In MSSQL I have a table created like this:

CREATE TABLE [mytable] (fkid int NOT NULL, data varchar(255) CONSTRAINT DF_mytable_data DEFAULT '' NOT NULL);
ALTER TABLE [mytable] ADD CONSTRAINT PK_mytable_data PRIMARY KEY (fkid, data);

Now I want to increase the length of the 'data' column from 255 to 4000.

If I just try:

ALTER TABLE [mytable] ALTER COLUMN data varchar(4000);

Then I get this error:

The object 'PK_mytable_data' is dependent on the column 'data'

If I try this:

ALTER TABLE [mytable] DROP CONSTRAINT PK_mytable_data;
ALTER TABLE [mytable] ALTER COLUMN data varchar(4000);
ALTER TABLE [mytable] ADD CONSTRAINT PK_mytable_data PRIMARY KEY (fkid, data);

Then I get this error:

Cannot define PRIMARY KEY constraint on nullable column in table 'mytable'

What am I missing? Both columns were defined with NOT NULL, so why is MSSQL reporting that it can't recreate this constraint after I drop it?

Thanks! Evan

+1  A: 

By altering the datatype to varchar(4000), you make it accept NULLs.

Try this:

ALTER TABLE [mytable] DROP CONSTRAINT PK_mytable_data;
ALTER TABLE [mytable] ALTER COLUMN data varchar(4000) NOT NULL;
ALTER TABLE [mytable] ADD CONSTRAINT PK_mytable_data PRIMARY KEY (fkid, data);

Note that the index size (which is implicitly create for PK) is limited to 900 bytes and inserts of greater values will fail.

Quassnoi
Doh. Of course. Thanks.
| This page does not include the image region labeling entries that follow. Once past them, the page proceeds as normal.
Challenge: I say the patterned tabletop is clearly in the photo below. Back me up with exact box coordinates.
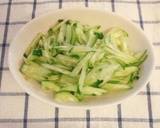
[0,0,160,128]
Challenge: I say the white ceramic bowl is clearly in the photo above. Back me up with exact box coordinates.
[9,8,154,108]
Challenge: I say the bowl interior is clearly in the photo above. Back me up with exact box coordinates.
[9,9,153,107]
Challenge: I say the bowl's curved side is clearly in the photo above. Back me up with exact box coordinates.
[8,8,154,108]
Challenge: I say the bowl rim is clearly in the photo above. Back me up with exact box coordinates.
[8,7,155,109]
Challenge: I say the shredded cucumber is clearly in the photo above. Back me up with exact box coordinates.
[20,19,147,102]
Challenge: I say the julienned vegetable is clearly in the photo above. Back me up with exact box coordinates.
[20,20,147,102]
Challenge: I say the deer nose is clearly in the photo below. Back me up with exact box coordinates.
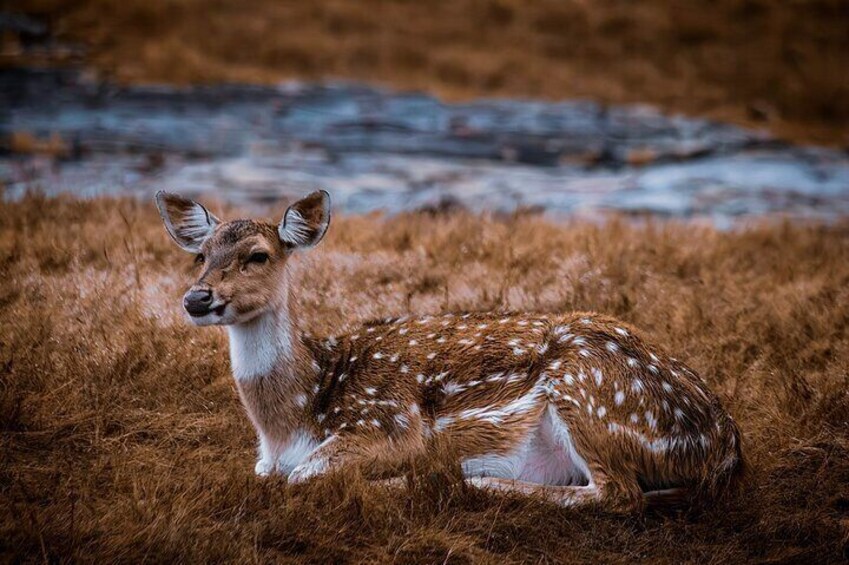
[183,289,212,317]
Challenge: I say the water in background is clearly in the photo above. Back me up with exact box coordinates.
[0,70,849,225]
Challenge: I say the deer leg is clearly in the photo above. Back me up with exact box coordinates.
[466,470,639,513]
[289,436,423,486]
[466,477,602,507]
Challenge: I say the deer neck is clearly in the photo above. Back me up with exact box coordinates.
[227,282,317,441]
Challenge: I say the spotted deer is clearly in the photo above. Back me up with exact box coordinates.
[156,191,743,510]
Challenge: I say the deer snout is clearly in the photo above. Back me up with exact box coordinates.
[183,288,212,317]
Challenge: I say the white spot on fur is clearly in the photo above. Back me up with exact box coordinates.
[393,414,410,430]
[643,410,657,430]
[442,383,466,395]
[592,367,604,386]
[433,416,454,432]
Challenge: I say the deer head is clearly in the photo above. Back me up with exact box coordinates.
[156,190,330,326]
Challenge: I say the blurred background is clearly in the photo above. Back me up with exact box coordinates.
[0,0,849,226]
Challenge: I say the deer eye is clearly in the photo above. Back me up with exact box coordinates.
[247,252,268,265]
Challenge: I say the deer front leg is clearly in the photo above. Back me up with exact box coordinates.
[289,435,348,484]
[254,434,277,477]
[289,433,424,483]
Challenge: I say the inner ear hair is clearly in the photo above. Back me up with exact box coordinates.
[156,190,220,253]
[277,190,330,249]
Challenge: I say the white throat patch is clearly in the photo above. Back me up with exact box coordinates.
[227,308,294,380]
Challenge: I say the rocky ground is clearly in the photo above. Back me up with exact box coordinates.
[0,70,849,226]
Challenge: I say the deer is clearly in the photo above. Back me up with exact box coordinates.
[155,191,744,512]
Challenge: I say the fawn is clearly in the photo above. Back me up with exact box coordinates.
[156,191,743,511]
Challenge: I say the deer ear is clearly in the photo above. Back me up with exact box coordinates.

So really the largest I can set the length to is 900 then, yet?
evan.leonard
`@evan.leonard`: actually, `896`, since `fkid` will require `4` bytes to store too.
Quassnoi
Right - thanks again!
evan.leonard
+1  A: 

Do not be surprised if you get a warning when you create this index in the end, you are giving it the potential to create an index key greater than the allowed 900 bytes. (Since the PK will either be the clustered index (default) or an NC index enforcing it.)